You Want What for Christmas?
Home is the place where, when you go there, they have to take you in.
Robert Frost
Christmas gift giving at my house can be a minefield. Because my husband has always stepped to the music of a “different drummer—however measured or far away,” as Thoreau enjoined almost 200 years ago, it’s almost impossible to find the perfect gift for him. A long consecutive string of gift “failures” has taught me to NEVER buy a tie or any item resembling clothes, for that matter. In my husband’s eyes, a “gift” is defined as something his highly eccentric imagination demands, but he can’t justify spending the money on. That’s my job.

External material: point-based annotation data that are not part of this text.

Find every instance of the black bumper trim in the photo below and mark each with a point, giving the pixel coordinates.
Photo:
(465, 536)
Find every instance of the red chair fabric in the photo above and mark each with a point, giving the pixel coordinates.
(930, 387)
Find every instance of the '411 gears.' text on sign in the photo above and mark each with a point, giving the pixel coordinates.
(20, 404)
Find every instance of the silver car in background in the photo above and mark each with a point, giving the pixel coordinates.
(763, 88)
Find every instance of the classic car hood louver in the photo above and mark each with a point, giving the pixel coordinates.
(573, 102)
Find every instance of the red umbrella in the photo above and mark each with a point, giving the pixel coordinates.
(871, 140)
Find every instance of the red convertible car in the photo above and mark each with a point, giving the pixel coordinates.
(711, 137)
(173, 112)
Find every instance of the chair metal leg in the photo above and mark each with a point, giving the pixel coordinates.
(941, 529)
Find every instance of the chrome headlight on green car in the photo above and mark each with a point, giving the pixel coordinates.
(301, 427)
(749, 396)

Every year, a couple of weeks before Christmas, my husband now gives family members a list of items he deems would make appropriate gifts. Once, he wanted a violin—a reasonable request since he was first chair in the high school orchestra and had dreams of joining the Murray Symphony. Between our purchase and the actual opening of the gift, however, he became enamored of building medieval armor. And thus, the lonely violin sits on my husband’s closet shelf–hoping for its owner to someday notice its existence. Another year, he wanted in-line skates. He had visions of racing down the streets alongside his teenage children. In actual fact, he never got closer than a block or two behind them. Demoralizing. Now the skates are permanent residents underneath our bed.
At the top of his list one year was an anvil. Really. An anvil. You know—a metalworking tool “consisting of a large block of metal, with a flattened top surface, upon which another object is struck” (thank you, Google). In those days, my husband was deep into sword building. Authentic broadswords. I’m guessing that in his head, he could see himself swathed in a leather apron, standing at a forge, his muscles bulging as he strikes a mighty hammer’s blow against the glowing blade of red-hot steel.

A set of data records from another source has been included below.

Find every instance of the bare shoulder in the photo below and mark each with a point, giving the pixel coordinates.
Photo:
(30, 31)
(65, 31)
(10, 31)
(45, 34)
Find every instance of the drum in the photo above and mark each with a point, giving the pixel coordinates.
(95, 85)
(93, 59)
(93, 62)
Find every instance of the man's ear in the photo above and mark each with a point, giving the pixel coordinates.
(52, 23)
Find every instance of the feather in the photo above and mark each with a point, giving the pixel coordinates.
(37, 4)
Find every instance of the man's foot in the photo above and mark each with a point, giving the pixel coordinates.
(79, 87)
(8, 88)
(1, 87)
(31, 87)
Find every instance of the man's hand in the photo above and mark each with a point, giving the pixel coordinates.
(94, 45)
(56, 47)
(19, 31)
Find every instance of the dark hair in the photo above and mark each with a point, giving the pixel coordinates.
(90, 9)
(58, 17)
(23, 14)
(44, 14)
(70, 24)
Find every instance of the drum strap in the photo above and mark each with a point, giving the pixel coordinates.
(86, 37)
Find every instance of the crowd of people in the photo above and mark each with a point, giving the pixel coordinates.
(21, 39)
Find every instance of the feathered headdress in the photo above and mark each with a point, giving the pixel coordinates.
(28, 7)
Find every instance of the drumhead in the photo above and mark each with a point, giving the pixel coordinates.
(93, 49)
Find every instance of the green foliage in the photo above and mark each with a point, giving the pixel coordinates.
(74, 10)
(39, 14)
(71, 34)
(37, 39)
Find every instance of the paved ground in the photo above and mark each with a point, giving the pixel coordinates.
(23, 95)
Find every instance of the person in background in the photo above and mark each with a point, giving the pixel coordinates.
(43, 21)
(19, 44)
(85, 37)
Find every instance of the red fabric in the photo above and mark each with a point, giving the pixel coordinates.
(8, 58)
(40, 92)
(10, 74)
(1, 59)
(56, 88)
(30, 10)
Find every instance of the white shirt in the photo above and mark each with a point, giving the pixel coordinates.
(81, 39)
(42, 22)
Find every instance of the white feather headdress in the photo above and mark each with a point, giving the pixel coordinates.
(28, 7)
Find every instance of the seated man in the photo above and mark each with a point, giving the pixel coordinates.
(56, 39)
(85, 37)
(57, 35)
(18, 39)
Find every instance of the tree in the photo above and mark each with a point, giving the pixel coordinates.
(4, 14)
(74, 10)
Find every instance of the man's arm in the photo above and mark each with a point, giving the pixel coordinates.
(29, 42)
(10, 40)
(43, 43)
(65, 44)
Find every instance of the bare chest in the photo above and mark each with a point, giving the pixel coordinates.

It had never occurred to me you could actually buy such a thing as an anvil. Naively, I thought every blacksmith made his own. Moving down to the next item on his list, a gift card to Lowe’s seemed a far more reasonable choice. But fate intervened. Who knew? I ran across an anvil in the want ads. On sale, no less. (In my own defense, I’d like to point out that no one I know personally has ever bought an anvil. Spoiler alert: they are not cheap!) It took three of my sons to lift it up the stairs and into the house. We set it behind the Christmas tree and wrapped it in situ, as none of us had the heart to try to move it anywhere else.
Christmas morning, we handed out gifts, careful to leave the large package behind the tree for last. “I think that’s yours,” I casually mentioned to my husband when every other gift had been distributed. He loves presents, so he flashed me a delighted grin and bent over to pick it up. Nothing happened. It didn’t move an inch, no matter how he tugged. Turning toward us, he narrowed his eyes and stared at each of us in turn. We all managed to look innocent—except the two-year-old who hadn’t looked innocent since birth. Son #1 laughed good-naturedly and joined his dad behind the tree. The two of them relocated the gift so that my husband could open it. A genuine anvil. HE WAS THRILLED. Best present ever!
Except for the year we gave him 100 pounds of scrap steel. That was a winner, too.

What a great description of your significant other! Perfect 😃 I love you both with all my heart!